Friday, April 9, 2004

Kresge Foundation Issues $750,000 Challenge Grant For New Washington College Science Center

Chestertown, MD, April 8, 2004 — The Kresge Foundation of Troy, Michigan, has awarded Washington College a challenge grant of $750,000 for its new 45,000-square-foot Science Center, currently under construction. The funds are contingent upon the College raising $2.8 million to support funding for the project by January 1, 2005.
“The grant from The Kresge Foundation represents a major endorsement of the College,” said Jack S. Griswold, chair of the College's Board of Visitors and Governors. “The Kresge Foundation scrupulously examines all aspects of an institution while considering a proposal. Its grant to the College is a ‘Good Housekeeping Seal of Approval' of which we are very proud.”
“This vote of confidence from The Kresge Foundation is tangible evidence that the momentum of our highly successful Campaign for Washington's College is continuing,” said Thomas H. Gale, chair of the Development Committee of the Board of Visitors and Governors.
“Now the challenge for all of us is to build on the momentum of that magnificent effort with this new campaign for the Science Center,” added Gale.
The Campaign for Washington's College, which ended on December 31, 2003, raised $103.4 million—the largest capital campaign in the College's 222-year history and the single largest ever conducted by a Maryland undergraduate college. Funds raised are supporting a range of initiatives, from new faculty chairs, professorships, and academic programs, to scholarships, technology enhancements, new academic research and outreach centers, and new facilities such as the Science Center, which will double the size of Washington College's science teaching and research complex.

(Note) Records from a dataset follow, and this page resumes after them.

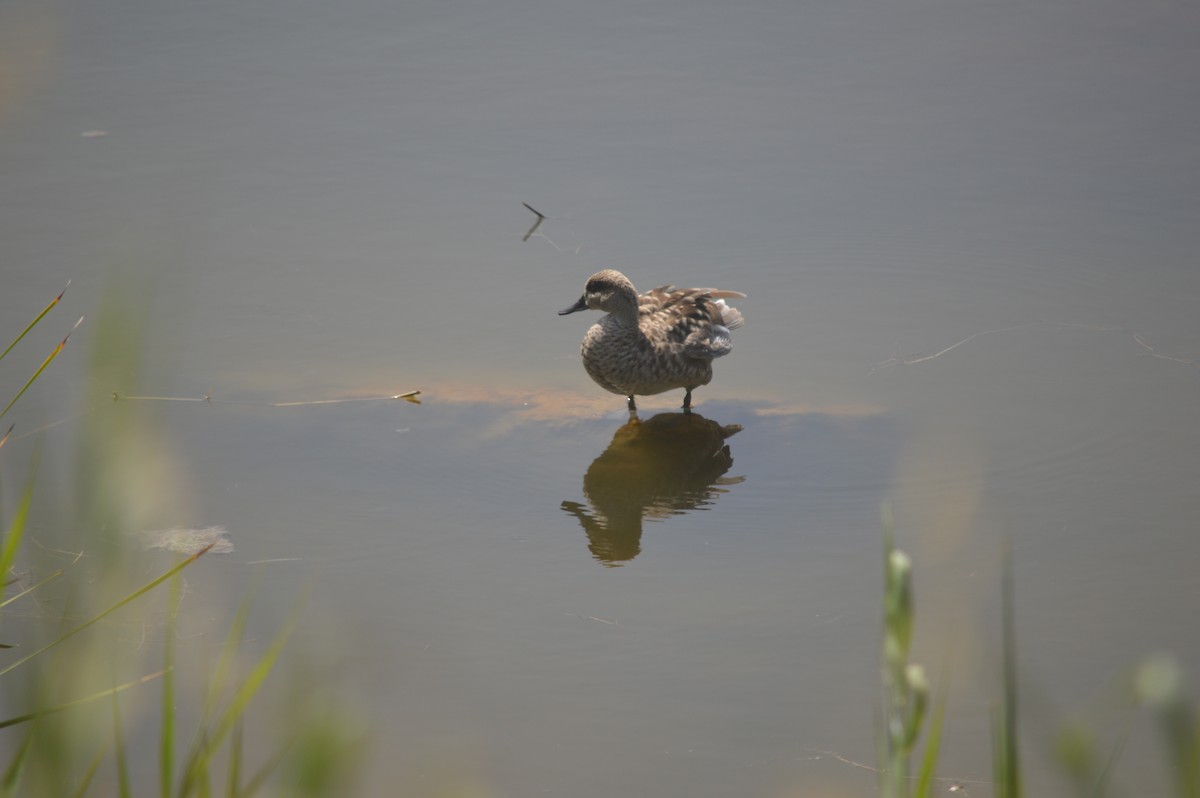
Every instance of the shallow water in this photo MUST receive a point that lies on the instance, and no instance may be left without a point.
(967, 238)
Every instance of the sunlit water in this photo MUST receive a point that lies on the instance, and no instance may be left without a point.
(967, 238)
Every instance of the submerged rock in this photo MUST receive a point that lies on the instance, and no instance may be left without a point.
(187, 540)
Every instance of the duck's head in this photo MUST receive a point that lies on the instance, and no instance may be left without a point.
(606, 291)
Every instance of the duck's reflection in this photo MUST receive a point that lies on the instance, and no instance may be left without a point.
(665, 466)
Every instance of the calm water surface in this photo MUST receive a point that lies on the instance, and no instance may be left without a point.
(967, 235)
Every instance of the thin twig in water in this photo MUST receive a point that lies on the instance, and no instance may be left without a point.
(408, 396)
(533, 231)
(535, 225)
(911, 360)
(1182, 360)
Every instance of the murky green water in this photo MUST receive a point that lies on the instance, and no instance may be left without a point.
(967, 240)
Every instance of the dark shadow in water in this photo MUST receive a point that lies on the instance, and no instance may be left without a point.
(666, 466)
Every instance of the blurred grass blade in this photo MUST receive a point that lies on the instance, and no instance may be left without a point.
(12, 773)
(235, 751)
(77, 702)
(123, 763)
(34, 323)
(934, 742)
(1005, 754)
(17, 528)
(145, 588)
(196, 771)
(46, 363)
(89, 774)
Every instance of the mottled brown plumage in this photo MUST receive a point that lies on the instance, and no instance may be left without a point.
(658, 341)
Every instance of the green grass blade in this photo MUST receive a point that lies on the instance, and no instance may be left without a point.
(235, 751)
(1006, 756)
(11, 779)
(145, 588)
(37, 373)
(34, 323)
(90, 773)
(934, 742)
(197, 768)
(167, 739)
(123, 763)
(17, 528)
(78, 702)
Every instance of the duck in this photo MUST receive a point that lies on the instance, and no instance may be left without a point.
(654, 342)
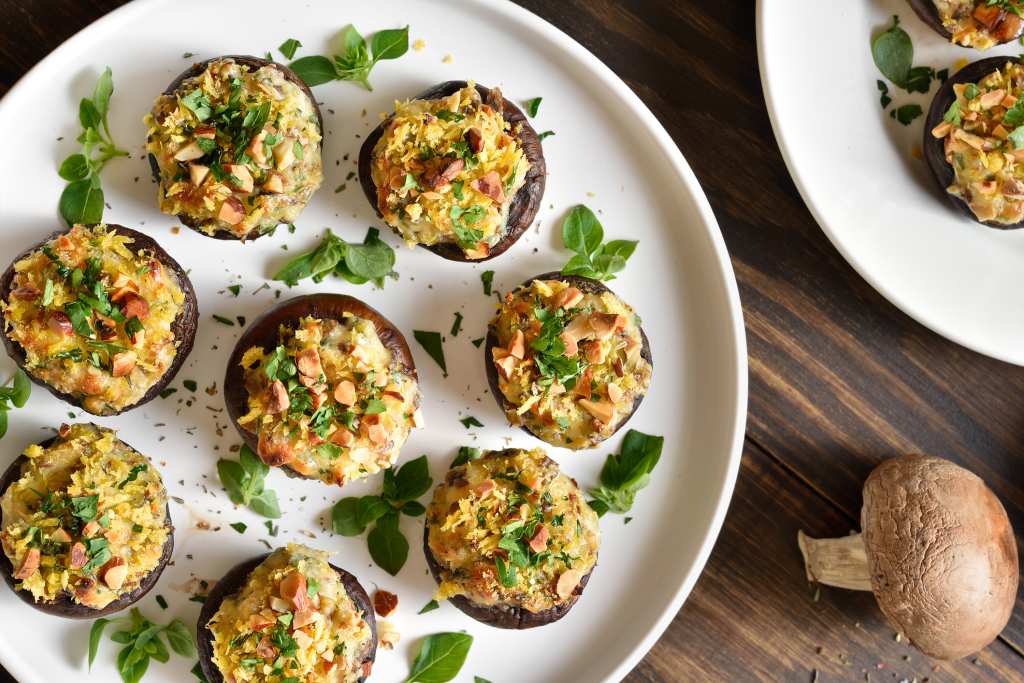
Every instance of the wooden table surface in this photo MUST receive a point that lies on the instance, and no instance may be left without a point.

Designed to provide a lab-rich environment for supporting new and evolving models for teaching the sciences to undergraduates, the $23-million Science Center will have state-of-the-art teaching and research laboratories for biology, chemistry, environmental studies, physics, psychology, and math and computer science, as well as a vivarium to support psychological research and greenhouse on the top story.
Classrooms in the Science Center will follow a new trend in science facilities: small-group instruction rooms equipped with mobile “white boards.” A three-story glass atrium—to be named in honor of the late Washington College president, chemistry professor and alumnus Joseph McLain, Class of 1937—will connect the Center with the existing Dunning-Decker Science Complex.
The Kresge Foundation—an independent, private foundation unaffiliated with any corporation or organization—was created in 1924 by Sebastian S. Kresge “to promote the well-being of mankind.” In 2003, the Foundation awarded grants totaling more than $105 million to 145 charitable and nonprofit organizations operating in the areas of higher education, health and long-term care, arts and humanities, human services, science and the environment, and public affairs.